When to set strict_entity_protection=True¶
Default: False. Only set True when explicitly required by compliance or audit policy — not just because the data is medical, legal, or financial.
By default, low-risk quasi-identifiers may be left unchanged when the engine judges them safe in context. Set strict_entity_protection=True to force every detected entity into an active protection method.
Use it when:
- A documented compliance or audit policy mandates that every detected entity be actively protected (e.g. HIPAA Safe Harbor with strict interpretation, internal "zero unchanged identifiers" rule)
- You're producing data for external sharing where any unchanged identifier is a compliance risk
- Audit requires "every entity was actively protected"

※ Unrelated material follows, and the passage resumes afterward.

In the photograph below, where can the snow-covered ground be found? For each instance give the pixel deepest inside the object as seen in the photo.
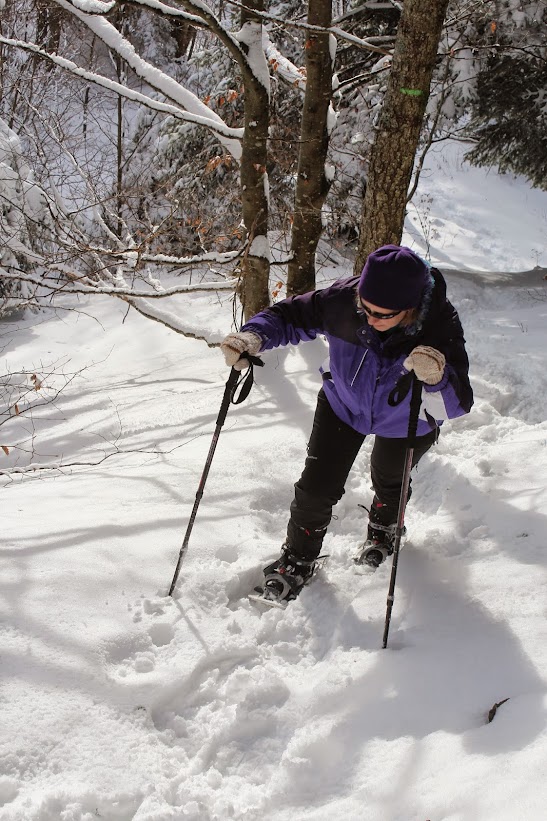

Being in a regulated domain (medical / legal / financial) is not by itself a reason to set this to True — most regulated-domain processing tolerates the default behavior. Don't use it when utility matters more than blanket protection — it tends to increase modifications and can lower utility_score.
6. (Rewrite) Risk tolerance¶
risk_tolerance is a rewrite-only knob — it selects a coherent bundle of repair and review thresholds. The full table is in Rewrite > Risk tolerance; the choice rule is below.
| Goal | Pick |
|---|---|
| "Medical / legal / financial / external release" | minimal |
| Default for most privacy-sensitive data | low |
| "I want utility prioritized, this is internal-only" | moderate |
| "I just want to see the system run, will fix things by hand" | high |
Notes:
minimalandlowdiffer mostly in how aggressively repair triggers. Both auto-repair on any high-sensitivity leak.highdoes not auto-repair single high-sensitivity leaks. Use only when you have downstream review.max_repair_iterations(default 3) caps cost. Set to 0 to skip repair entirely while still computing leakage / utility metrics — useful for audits.
Goal → starting config cheat sheet¶
A starting point for common scenarios. Always run preview and iterate from here.
| Goal | Mode | Strategy / config |
|---|---|---|
| "Scrub PII from logs for retention" | Replace | Redact() |
| "De-identify clinical notes for research sharing" | Rewrite | Rewrite(privacy_goal=PrivacyGoal(protect="all PHI and any context that could imply a specific patient or facility", preserve="clinical findings, treatments, and outcomes"), risk_tolerance="minimal", strict_entity_protection=True) |
| "Produce realistic-looking biographies for demos" | Replace | Substitute(instructions="Names and locations should remain plausible for the original cultural context.") |
| "Anonymize survey responses before sharing the dataset" | Replace | Substitute() |
| "Anonymize customer support transcripts for fine-tuning a model" | Replace | Substitute(instructions="Preserve domain-specific terminology and locale.") |
| "Anonymize legal opinions for an SFT dataset" | Rewrite | Rewrite(privacy_goal=PrivacyGoal(protect="party names, case numbers, judge names, and locations below the state level", preserve="argument structure and procedural posture"), risk_tolerance="low") |
| "Allow re-joining records by identifier without keeping the identifier" | Replace | Hash(algorithm="sha256", digest_length=16) |
| "I just want to see what the detector finds" | Replace | Annotate() (preview only — never ship Annotate output as anonymized data) |
Once you have a starting config, run anonymizer validate <config>, then anonymizer preview --num-records 5 <config>, then iterate. See Troubleshooting for what to change when preview shows a problem.